Nel novembre del 1941, le autorità tedesche cominciarono la costruzione del centro di sterminio di Belzec, nella parte sudorientale della Polonia occupata, utilizzando la struttura già esistente di un ex campo di lavoro. Belzec diventò così il secondo centro di sterminio tedesco e iniziò ad essere operativo il 17 marzo 1942. Tra l’inizio delle operazioni e il dicembre successivo, i Tedeschi deportarono e poi sterminarono a Belzec circa 434.500 Ebrei e un numero indeterminato di Polacchi di religione cristiana e di Rom (Zingari). La maggior parte delle vittime era costituita da Ebrei provenienti dai ghetti della Polonia meridionale. I Tedeschi, inoltre, deportarono a Belzec anche Ebrei provenienti dalla Germania, dall’Austria e dalla Cecoslovacchia.

Il personale di Belzec era costituito da alcuni ufficiali delle SS e della polizia e da unità di sorveglianza ausiliarie composte da ex prigionieri di guerra sovietici e da civili ucraini e polacchi.

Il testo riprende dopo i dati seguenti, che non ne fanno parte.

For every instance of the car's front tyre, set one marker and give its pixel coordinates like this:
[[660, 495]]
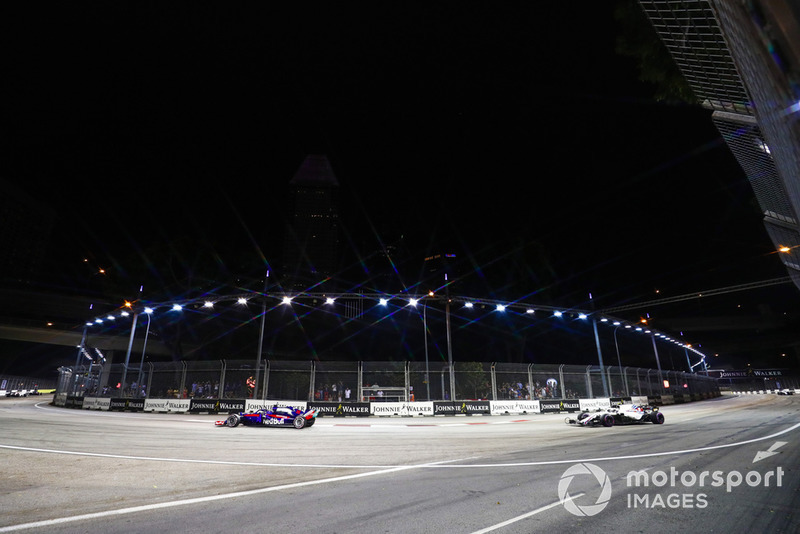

Le due sezioni che formavano il centro di sterminio erano collegate da uno stretto e chiuso camminamento chiamato “il tubo”, e l’area dove avvenivano le uccisioni era costituita dalle camere a gas e dalle fosse per la sepoltura dei cadaveri. Per nascondere ciò che avveniva all’interno del campo erano stati piantati degli alberi lungo tutto il perimetro e il recinto di filo spinato era stato camuffato con dei rami.

Alla stazione di Belzec arrivavano convogli ferroviari formati da vagoni merci - tra i 40 e i 60 circa - in ognuno dei quali erano state stipate tra le 80 e le 100 persone. I vagoni venivano poi portati all’interno del campo, venti alla volta. Agli Ebrei appena arrivati veniva ordinato di scendere, poi veniva loro comunicato, da parte delle SS e del personale di polizia, che si trovavano in un campo di transito e che dovevano consegnare tutti gli oggetti di valore. Gli Ebrei venivano quindi obbligati a spogliarsi e a correre attraverso il “tubo” che conduceva direttamente alle camere a gas camuffate da docce. Una volta chiuse e bloccate le porte, tutti quelli che si trovavano all’interno venivano uccisi con il monossido di carbonio. Il procedimento veniva quindi ripetuto con i deportati – uomini, donne, e bambini – dei venti vagoni successivi.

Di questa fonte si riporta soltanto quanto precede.